Una richiesta particolare arriva dal corpo dei vigili urbani. A spiegarla è Nicola Cigliano, della Polizia locale di Napoli: “Siamo in piazza anche per il riconoscimento della nostra categoria: lo Stato deve darci risposte chiare e concrete perché il nostro lavoro è completamente diverso rispetto a trent’anni fa”. Il riferimento è alla legge quadro che regola il settore, ormai obsoleta: “Per dirne una, è vergognoso che nonostante i morti e feriti a decine tra i vigili urbani, ancora oggi la nostra categoria non sia considerata usurante. Chiediamo semplicemente le giuste tutele e i riconoscimenti previdenziali che hanno gli altri corpi di polizia. Anche noi rischiamo tantissimo in strada, lo stress è alle stelle".
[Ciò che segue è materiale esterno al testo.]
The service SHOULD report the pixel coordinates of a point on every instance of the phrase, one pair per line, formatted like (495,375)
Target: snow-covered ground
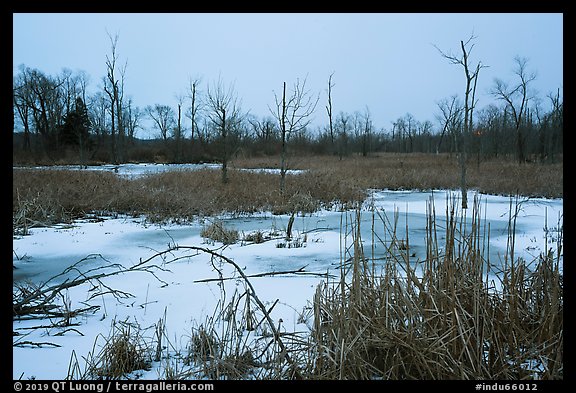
(178,292)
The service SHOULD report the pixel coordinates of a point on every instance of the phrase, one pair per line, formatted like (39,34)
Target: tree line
(57,119)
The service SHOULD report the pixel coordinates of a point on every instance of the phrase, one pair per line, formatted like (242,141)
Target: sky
(384,63)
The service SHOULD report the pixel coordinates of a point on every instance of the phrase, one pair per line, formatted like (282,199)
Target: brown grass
(428,171)
(448,321)
(44,197)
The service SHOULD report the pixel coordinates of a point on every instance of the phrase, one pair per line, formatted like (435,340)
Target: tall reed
(454,315)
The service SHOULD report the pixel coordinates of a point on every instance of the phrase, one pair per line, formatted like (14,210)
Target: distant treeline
(57,120)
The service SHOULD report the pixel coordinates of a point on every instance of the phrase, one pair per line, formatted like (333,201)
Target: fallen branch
(276,333)
(299,271)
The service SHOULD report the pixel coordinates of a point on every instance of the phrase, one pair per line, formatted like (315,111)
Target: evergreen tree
(75,130)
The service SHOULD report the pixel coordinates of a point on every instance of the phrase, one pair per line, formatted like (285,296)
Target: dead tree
(224,113)
(469,104)
(516,98)
(293,114)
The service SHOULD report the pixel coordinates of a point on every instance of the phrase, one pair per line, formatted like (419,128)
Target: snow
(178,292)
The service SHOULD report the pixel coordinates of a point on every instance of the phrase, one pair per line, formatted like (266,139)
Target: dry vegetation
(43,197)
(454,315)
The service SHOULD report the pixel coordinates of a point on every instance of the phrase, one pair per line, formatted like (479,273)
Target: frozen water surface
(318,243)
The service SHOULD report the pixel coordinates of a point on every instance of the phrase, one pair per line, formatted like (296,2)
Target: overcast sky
(387,63)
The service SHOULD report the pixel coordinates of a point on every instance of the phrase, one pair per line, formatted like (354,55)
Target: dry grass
(217,232)
(44,197)
(441,318)
(428,171)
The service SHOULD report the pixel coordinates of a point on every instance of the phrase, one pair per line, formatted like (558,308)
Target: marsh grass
(44,197)
(451,316)
(454,315)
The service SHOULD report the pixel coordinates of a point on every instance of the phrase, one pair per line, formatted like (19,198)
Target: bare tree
(516,98)
(132,116)
(192,113)
(293,114)
(469,104)
(224,113)
(163,118)
(329,111)
(449,119)
(178,131)
(114,88)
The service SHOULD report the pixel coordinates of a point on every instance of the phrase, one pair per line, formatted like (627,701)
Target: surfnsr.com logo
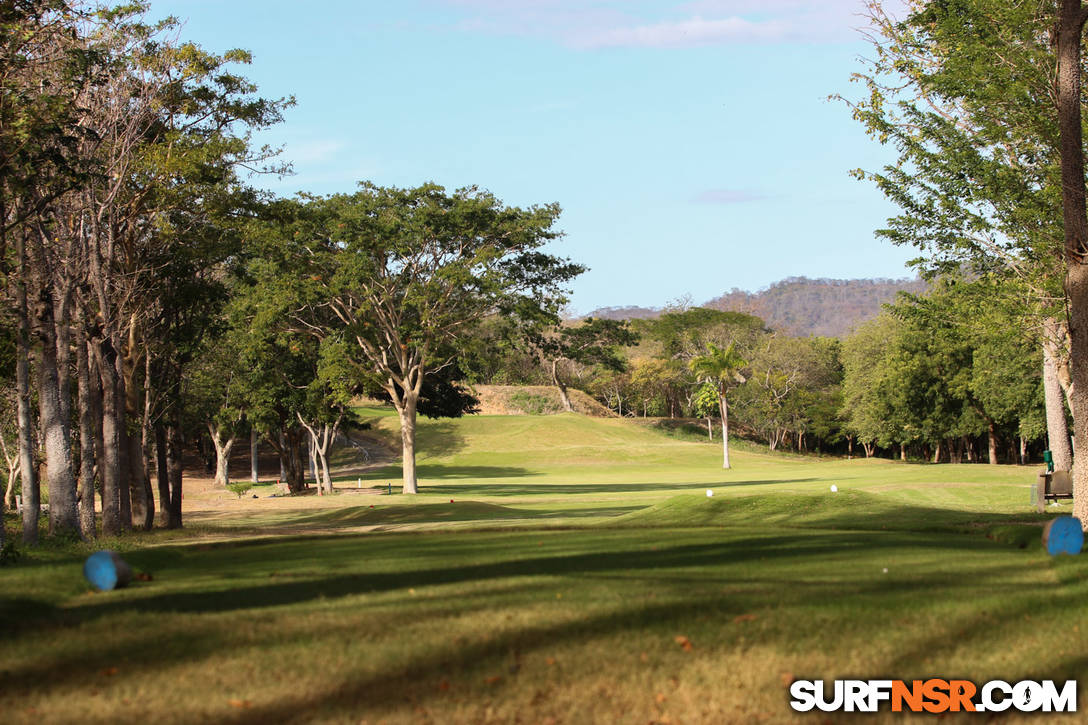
(932,696)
Per quel che riguarda i Comuni, il problema principale è sicuramente la carenza di personale e di strumenti adeguati. Tanto più a Roma, dove poi, come noto, i disagi per i cittadini si moltiplicano. “Il nostro obiettivo è ottenere finalmente un piano straordinario di assunzioni”, insiste Maria Grazia Longo, architetto del Comune di Roma e responsabile per la Fp Cgil dei servizi tecnici e amministrativi di Roma Capitale. “Dopo dieci anni di blocco ormai siamo ai minimi termini. Ma purtroppo non si sta facendo nulla per adeguare gli uffici e rispondere alle richieste dei cittadini in un periodo in cui, al contrario, ci sarebbe ancora più bisogno di adeguarsi alle nuove normative per esempio sulla trasparenza o sull’anticorruzione. I servizi pubblici funzionano se si implementano con le persone e le risorse a vantaggio di tutti. Poi al Comune di Roma abbiamo anche un altro problema, cioè graduatorie da sbloccare con tantissime famiglie in attesa. Però se non veniamo autorizzati con un piano straordinario, non possiamo fare nulla”.